Je n’ai jamais porté plainte contre qui que ce soit pour des raisons scientifiques, c’est complètement idiot, j’ai passé ma vie à, à avoir des controverses scientifiques parce que quand on fait de la science à un certain niveau et qu’on découvre des choses, il y a des controverses, tout ça est naturel, moi je suis pas , il y en a d’autres, après en revanche…

Je pense que ça suffit de, de m’insulter du matin au soir, de m’accuser de faire de faux témoignages, il faut que ça s’arrête, ce, comme, et encore une fois  les gens contre qui je porte plainte c’est soit des gens qui m’ont, qui nous harcèlent,  sans arrêt, soit des gens qui, vous savez, l’histoire de Madame Bik, moi, on a 200 heures de travail pour répondre à l’ensemble des choses qui ne veulent rien dire hein, et ça prend 200 heures de travail pour regarder ce qui a été dit pour dire que c’est pas vrai pour dire que ça n’a pas de sens donc qui va payer ces 200 heures de travail qui ne servent à rien que à essayer de ternir ma réputation ?
Ce n’est pas une querelle scientifique, Madame Bik est pas un médecin qui fait de l’essai thérapeutique pour avoir des opinions aussi tranchées donc , c’est pas son métier.
Elle ne fait pas de science depuis des années, ce n’est pas une querelle scientifique, moi les scientifiques, sont le bienvenus, ça fait partie de la science les querelles scientifiques donc ça ne me gêne pas du tout au contraire, j’ai, à chaque fois que j’ai pu j’ai essayer de promouvoir le débat scientifique et les querelles scientifiques parce qu’elles sont, elles font toujours progresser mais, le harcèlement c’est autre chose.

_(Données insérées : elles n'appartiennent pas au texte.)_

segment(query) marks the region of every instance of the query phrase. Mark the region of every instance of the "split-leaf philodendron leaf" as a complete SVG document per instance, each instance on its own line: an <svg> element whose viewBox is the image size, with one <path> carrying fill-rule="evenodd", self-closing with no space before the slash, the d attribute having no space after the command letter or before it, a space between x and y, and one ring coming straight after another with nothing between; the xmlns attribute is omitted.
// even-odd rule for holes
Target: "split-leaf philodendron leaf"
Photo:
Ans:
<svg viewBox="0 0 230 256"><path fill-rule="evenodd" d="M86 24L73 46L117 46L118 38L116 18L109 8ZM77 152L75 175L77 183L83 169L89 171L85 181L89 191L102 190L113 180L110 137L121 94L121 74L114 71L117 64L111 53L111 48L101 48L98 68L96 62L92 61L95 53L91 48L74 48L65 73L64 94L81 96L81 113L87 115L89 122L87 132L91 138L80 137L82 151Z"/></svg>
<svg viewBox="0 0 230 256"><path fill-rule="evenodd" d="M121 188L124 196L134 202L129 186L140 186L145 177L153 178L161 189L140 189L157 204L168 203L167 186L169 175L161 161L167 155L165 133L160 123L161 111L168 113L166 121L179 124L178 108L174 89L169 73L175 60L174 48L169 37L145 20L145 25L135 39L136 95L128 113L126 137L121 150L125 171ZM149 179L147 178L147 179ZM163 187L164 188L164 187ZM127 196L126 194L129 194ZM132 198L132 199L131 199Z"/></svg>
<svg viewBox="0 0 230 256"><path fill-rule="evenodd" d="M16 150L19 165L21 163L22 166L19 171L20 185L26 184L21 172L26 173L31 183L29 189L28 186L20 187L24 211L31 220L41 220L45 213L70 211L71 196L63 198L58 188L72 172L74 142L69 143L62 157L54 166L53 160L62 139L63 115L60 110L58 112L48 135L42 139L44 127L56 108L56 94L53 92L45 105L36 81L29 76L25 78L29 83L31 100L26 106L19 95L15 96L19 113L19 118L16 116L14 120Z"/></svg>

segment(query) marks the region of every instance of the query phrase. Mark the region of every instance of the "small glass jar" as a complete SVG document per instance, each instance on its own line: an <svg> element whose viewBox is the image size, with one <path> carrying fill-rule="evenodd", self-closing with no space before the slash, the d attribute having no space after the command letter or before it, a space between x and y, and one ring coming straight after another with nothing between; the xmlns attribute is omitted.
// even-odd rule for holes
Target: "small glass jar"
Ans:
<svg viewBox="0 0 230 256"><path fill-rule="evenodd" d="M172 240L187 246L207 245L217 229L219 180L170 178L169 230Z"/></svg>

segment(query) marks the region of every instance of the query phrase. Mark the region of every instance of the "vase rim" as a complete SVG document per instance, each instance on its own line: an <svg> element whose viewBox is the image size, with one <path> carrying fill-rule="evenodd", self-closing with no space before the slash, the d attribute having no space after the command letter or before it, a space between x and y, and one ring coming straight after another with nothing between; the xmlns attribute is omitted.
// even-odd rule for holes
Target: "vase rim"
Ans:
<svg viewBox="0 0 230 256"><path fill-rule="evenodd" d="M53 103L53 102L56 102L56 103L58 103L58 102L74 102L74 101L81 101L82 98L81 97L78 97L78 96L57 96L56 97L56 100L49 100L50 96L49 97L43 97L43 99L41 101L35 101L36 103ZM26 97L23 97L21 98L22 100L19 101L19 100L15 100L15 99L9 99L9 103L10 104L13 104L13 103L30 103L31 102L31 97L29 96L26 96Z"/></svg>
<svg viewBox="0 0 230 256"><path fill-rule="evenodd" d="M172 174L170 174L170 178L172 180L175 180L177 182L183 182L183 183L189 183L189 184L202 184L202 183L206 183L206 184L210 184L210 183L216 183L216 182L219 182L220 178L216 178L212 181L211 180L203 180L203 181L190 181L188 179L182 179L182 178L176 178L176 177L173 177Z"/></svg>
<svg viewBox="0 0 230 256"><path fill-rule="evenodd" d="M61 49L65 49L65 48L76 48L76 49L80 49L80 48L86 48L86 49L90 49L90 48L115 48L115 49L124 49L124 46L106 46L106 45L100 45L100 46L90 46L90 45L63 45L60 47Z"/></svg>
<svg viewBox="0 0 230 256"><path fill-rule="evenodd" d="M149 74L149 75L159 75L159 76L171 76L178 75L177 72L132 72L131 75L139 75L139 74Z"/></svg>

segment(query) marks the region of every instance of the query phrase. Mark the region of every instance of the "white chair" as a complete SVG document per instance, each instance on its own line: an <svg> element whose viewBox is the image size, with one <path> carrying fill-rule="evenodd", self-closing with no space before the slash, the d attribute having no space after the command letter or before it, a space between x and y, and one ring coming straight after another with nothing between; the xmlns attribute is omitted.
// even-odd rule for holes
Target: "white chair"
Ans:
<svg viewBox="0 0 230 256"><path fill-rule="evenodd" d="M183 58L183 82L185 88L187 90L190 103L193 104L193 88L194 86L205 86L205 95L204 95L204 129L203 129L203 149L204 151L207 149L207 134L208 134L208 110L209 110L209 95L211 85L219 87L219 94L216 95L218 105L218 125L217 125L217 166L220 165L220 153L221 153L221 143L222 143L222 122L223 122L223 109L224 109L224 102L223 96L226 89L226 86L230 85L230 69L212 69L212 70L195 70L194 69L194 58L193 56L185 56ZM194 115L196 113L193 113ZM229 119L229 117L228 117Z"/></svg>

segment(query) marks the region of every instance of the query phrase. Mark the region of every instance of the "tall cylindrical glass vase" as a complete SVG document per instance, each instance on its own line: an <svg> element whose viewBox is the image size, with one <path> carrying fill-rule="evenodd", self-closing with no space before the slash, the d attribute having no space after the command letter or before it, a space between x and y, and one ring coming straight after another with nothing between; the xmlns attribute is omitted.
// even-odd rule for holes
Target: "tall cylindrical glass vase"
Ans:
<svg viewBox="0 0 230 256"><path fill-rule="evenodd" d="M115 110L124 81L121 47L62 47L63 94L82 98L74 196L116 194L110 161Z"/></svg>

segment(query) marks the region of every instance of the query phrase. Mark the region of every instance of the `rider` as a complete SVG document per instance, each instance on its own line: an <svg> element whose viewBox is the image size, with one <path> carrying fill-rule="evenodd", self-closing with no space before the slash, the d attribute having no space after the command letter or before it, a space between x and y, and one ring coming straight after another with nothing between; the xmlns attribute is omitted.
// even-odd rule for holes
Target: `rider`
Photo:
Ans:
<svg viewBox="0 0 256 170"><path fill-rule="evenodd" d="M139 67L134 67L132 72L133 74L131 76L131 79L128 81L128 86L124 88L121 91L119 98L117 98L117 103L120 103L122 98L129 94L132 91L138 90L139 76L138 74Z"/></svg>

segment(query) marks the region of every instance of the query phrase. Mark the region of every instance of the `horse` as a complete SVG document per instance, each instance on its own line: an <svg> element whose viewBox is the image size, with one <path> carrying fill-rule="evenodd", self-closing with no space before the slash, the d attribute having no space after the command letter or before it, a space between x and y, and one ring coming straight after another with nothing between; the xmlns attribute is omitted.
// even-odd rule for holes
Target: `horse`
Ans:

Quand il y a d’autres données qui font partie du dossier d’instruction on verra bien, d’ailleurs je, moi  je crois en la sagesse de la justice. S’il s’agissait d’une querelle purement scientifique la justice y mettrait le holà mais enfin quand les collègues vous traitent de charlatan, c’est une insulte, ce n’est plus une querelle scientifique.
Donc, sinon je ne comprends rien à ce qu’est une querelle scientifique, d’accord, c’est que, c’est des insultes.

Donc, moi comme je n’ai pas l’impression qu’il y a actuellement un contre-pouvoir capable de me protéger d’accord, moi je n’’ai pas entendu le Ministre de la Santé ni le Ministre de l’Enseignement Supérieur et de la Recherche dire : Écoutez vous ne pouvez pas insulter vos collègues comme ça en public en permanence, il faut vous calmer, je l’ai pas entendu, si je l’avais entendu, ça se serait arrêté et puis j’aurais pas besoin moi de porter plainte.
Donc, quel est le contre-pouvoir ? Normalement, vous savez,  la société démocratique c’est basé sur des pouvoirs et des contre-pouvoirs, le pouvoir exécutif, le Président de la République, le gouvernement, propose des lois les fait appliquer. Et puis il y le monde législatif qui propose des lois qui les modifie mais là le monde législatif sa distinction par rapport au monde exécutif pour l’instant je ne la vois pas;
Et puis ensuite il y a la justice, c’est Montesquieu qui disait ça, c’est vieux comme, c’est toute l’histoire des Lumières et tout le monde prétend la connaître et puis depuis s’est instaurée une forme de quatrième pouvoir mais là, le quatrième pouvoir moi je ne vois pas qu’il soit balancé entre des gens qui aient une approche d’un côté et une approche de l’autre, un débat  contradictoire.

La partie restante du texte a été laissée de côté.